Peace is essential for the vibrancy of human beings and the fullness of happiness in our moral ecology which respects life and supports human development and community (Danesh, 2006; Kotler, 2007; Lam, 2015; Novak, 1996, Murphy, 1999; William and Murphy, 1990; Thompson, 2002). Peace exists in our just relationships with ourselves, others and nature. Harris and Synott (2002, p. 4), two distinguished peace educators, state that peace education as “teaching encounters” that should draw out for people the (1) desire for peace, (2) non-violent alternatives for managing conflict; (3) and the skills for critical analysis of the structural arrangements that produce and legitimate injustice and inequality. Business education is advocated to include peace education when business schools want to embrace their role as peace builders (Graham and Requejo, 2017; Institute for Economics & Peace, 2018; United Nations Education, Scientific and Cultural Organization, 2018). It is exceptional to find any business school that will write the desire for peace and the skills of conflict resolution as the outcomes of marketing education. Will marketing educators be requested to enhance students’ desire for peace when they teach students to learn how to use consumer analytics, artificial intelligence or big data for being more competitive?

Many business educators hope students to have more consciousness of themselves and others in their choices, in particular when there are pervasive on-line business education and increasing violence in social media technologies in the United States (Carr, 2008; Dolby, 2013; Konrath, O’Brian and Hsing, 2011; Natale and Libertella, 2016; Waddock and Lozano, 2013).

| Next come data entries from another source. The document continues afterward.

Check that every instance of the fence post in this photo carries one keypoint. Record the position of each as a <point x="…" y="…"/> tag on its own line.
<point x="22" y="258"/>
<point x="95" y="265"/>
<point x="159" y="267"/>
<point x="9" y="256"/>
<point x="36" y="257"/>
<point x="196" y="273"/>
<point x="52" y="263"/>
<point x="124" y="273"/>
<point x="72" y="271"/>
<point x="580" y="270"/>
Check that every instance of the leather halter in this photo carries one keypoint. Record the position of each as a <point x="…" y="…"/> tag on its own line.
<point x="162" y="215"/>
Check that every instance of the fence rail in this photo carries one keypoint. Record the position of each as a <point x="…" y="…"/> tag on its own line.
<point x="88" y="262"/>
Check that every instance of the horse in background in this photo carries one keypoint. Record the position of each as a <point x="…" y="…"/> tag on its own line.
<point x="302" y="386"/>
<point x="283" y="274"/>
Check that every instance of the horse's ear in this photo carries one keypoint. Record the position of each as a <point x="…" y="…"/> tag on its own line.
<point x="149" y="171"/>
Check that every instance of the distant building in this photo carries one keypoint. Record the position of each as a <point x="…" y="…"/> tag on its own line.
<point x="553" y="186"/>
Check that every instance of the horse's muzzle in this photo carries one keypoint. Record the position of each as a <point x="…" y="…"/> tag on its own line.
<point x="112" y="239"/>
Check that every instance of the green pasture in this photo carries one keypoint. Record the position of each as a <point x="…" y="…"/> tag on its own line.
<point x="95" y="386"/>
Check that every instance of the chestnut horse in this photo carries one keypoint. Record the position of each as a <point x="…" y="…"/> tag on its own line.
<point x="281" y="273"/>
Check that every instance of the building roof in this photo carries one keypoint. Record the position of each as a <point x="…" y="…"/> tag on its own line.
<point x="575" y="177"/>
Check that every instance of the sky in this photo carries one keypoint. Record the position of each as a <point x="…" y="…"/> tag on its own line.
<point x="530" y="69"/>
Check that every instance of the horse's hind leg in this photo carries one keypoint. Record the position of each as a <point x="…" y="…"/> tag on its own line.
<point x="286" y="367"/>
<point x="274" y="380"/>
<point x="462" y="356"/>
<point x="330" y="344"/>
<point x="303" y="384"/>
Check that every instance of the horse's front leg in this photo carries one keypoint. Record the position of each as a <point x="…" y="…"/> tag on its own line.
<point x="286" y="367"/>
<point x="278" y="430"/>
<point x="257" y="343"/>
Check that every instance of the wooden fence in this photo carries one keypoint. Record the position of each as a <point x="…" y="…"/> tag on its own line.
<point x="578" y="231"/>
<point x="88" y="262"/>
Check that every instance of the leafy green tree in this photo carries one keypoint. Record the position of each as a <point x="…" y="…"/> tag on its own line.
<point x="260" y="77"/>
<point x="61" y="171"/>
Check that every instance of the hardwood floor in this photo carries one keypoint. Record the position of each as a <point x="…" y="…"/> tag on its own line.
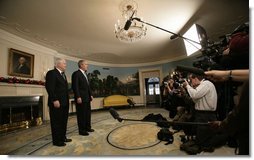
<point x="111" y="138"/>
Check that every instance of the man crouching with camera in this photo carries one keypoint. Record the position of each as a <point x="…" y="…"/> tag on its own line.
<point x="204" y="95"/>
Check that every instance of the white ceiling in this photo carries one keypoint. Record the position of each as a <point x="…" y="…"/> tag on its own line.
<point x="85" y="28"/>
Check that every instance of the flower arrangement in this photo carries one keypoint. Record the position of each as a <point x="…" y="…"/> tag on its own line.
<point x="21" y="81"/>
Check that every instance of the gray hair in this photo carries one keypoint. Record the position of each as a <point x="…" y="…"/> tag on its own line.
<point x="80" y="62"/>
<point x="58" y="61"/>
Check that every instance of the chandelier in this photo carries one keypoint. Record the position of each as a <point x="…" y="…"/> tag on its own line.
<point x="137" y="29"/>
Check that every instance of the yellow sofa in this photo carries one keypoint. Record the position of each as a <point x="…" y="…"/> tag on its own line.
<point x="117" y="100"/>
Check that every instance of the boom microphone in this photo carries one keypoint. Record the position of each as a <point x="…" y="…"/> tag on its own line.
<point x="128" y="22"/>
<point x="115" y="115"/>
<point x="191" y="70"/>
<point x="174" y="36"/>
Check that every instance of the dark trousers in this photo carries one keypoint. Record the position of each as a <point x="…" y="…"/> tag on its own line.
<point x="84" y="116"/>
<point x="58" y="122"/>
<point x="204" y="134"/>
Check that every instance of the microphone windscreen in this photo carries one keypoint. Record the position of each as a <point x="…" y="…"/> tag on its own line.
<point x="191" y="70"/>
<point x="127" y="25"/>
<point x="174" y="36"/>
<point x="114" y="114"/>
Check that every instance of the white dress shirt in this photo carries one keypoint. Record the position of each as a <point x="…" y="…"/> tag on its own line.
<point x="84" y="75"/>
<point x="204" y="96"/>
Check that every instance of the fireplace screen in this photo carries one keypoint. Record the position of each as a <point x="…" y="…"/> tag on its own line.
<point x="20" y="112"/>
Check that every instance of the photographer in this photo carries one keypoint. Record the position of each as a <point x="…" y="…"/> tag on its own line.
<point x="237" y="121"/>
<point x="204" y="95"/>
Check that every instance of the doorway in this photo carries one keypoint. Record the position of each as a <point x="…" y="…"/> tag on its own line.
<point x="152" y="86"/>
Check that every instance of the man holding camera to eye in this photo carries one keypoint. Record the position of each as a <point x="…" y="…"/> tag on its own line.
<point x="204" y="95"/>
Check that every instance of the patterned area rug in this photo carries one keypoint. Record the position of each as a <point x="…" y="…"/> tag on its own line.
<point x="134" y="136"/>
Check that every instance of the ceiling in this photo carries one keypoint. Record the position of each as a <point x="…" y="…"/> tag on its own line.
<point x="85" y="28"/>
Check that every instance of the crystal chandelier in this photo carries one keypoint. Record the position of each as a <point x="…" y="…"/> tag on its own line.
<point x="137" y="29"/>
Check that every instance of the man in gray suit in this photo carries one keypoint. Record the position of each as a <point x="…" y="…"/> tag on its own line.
<point x="83" y="98"/>
<point x="58" y="102"/>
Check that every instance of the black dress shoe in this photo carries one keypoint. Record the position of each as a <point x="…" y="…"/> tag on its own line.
<point x="84" y="133"/>
<point x="59" y="144"/>
<point x="67" y="140"/>
<point x="90" y="130"/>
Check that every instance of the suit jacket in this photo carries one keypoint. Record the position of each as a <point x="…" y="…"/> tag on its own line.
<point x="57" y="88"/>
<point x="80" y="86"/>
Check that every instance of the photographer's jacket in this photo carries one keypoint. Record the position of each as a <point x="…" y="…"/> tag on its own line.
<point x="204" y="96"/>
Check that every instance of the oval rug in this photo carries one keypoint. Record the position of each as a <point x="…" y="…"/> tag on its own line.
<point x="134" y="136"/>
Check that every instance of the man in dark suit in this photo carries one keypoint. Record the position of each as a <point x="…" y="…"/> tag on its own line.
<point x="83" y="98"/>
<point x="58" y="102"/>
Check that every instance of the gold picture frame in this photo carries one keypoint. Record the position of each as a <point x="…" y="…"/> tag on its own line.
<point x="20" y="64"/>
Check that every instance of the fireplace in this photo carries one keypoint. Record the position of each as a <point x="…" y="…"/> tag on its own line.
<point x="20" y="112"/>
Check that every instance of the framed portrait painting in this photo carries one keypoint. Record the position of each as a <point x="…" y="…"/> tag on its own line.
<point x="20" y="63"/>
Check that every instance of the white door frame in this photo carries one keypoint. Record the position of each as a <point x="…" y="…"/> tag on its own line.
<point x="148" y="73"/>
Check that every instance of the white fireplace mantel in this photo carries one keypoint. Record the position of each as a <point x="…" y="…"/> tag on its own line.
<point x="16" y="89"/>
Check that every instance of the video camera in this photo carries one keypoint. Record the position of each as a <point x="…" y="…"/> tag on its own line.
<point x="212" y="52"/>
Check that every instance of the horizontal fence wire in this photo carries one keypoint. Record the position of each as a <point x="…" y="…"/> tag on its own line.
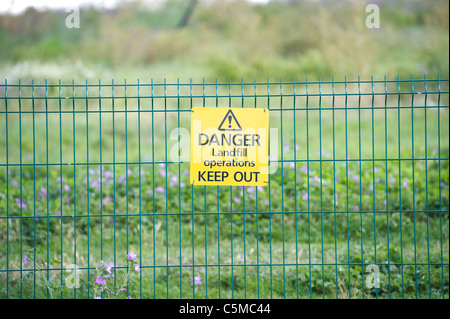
<point x="95" y="198"/>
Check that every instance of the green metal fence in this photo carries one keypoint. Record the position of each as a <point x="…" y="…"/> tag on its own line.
<point x="357" y="207"/>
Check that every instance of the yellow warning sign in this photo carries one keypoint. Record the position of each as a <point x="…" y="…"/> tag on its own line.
<point x="229" y="146"/>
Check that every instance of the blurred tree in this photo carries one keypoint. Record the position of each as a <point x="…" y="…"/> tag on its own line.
<point x="187" y="14"/>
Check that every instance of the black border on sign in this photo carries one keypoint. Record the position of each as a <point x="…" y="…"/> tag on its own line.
<point x="225" y="117"/>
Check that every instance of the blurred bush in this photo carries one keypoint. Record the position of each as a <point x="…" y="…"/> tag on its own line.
<point x="236" y="39"/>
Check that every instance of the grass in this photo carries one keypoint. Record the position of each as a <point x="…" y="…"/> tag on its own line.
<point x="292" y="239"/>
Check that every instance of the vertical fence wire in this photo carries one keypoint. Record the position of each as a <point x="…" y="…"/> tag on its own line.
<point x="328" y="232"/>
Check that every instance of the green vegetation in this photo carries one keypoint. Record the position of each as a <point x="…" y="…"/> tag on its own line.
<point x="229" y="40"/>
<point x="355" y="185"/>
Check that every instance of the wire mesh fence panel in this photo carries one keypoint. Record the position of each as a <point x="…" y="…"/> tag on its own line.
<point x="96" y="201"/>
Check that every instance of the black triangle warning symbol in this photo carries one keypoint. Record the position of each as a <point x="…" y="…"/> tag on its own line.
<point x="230" y="123"/>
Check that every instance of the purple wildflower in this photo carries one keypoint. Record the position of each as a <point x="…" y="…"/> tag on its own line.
<point x="197" y="280"/>
<point x="110" y="265"/>
<point x="173" y="180"/>
<point x="107" y="200"/>
<point x="100" y="281"/>
<point x="160" y="189"/>
<point x="131" y="256"/>
<point x="109" y="174"/>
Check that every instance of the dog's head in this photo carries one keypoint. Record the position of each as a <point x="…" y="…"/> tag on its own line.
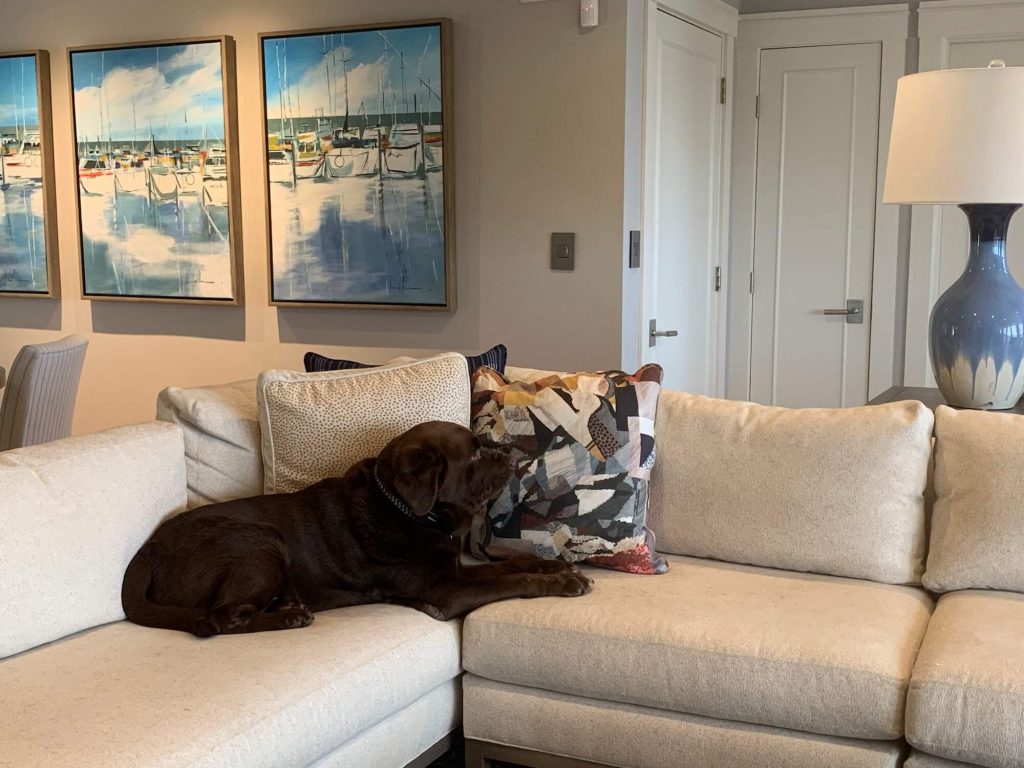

From the author’s twenty-one years of experience with her business students in the United States, Hong Kong and China, she finds that most students tend to accept the business reality as a battle field rather than a system for human flourishing. She assesses more students are distracted and self-centered in the classrooms. She examines the common approach of teaching marketing is at best a piecemeal approach. Such an approach denies the inherent characteristic of wholeness of students and their calling. Students are trained to fulfill marketing functions1 for the sake of organization objectives without being taught to treat people as sacred beings, and being critical to injustice in the global market structure. She believes that it is a priority to guide her students through a broad range of classroom activities to understand and experience how marketing relates to our human well-beings, to discover who they are, to awaken their conscience, to aid them to use their conscience as their witness of the laws written on their heart, to assist them in developing awareness of certain virtues, to rouse their empathy toward others, and to encourage them to commit to the highest Good with their free will and wise choices.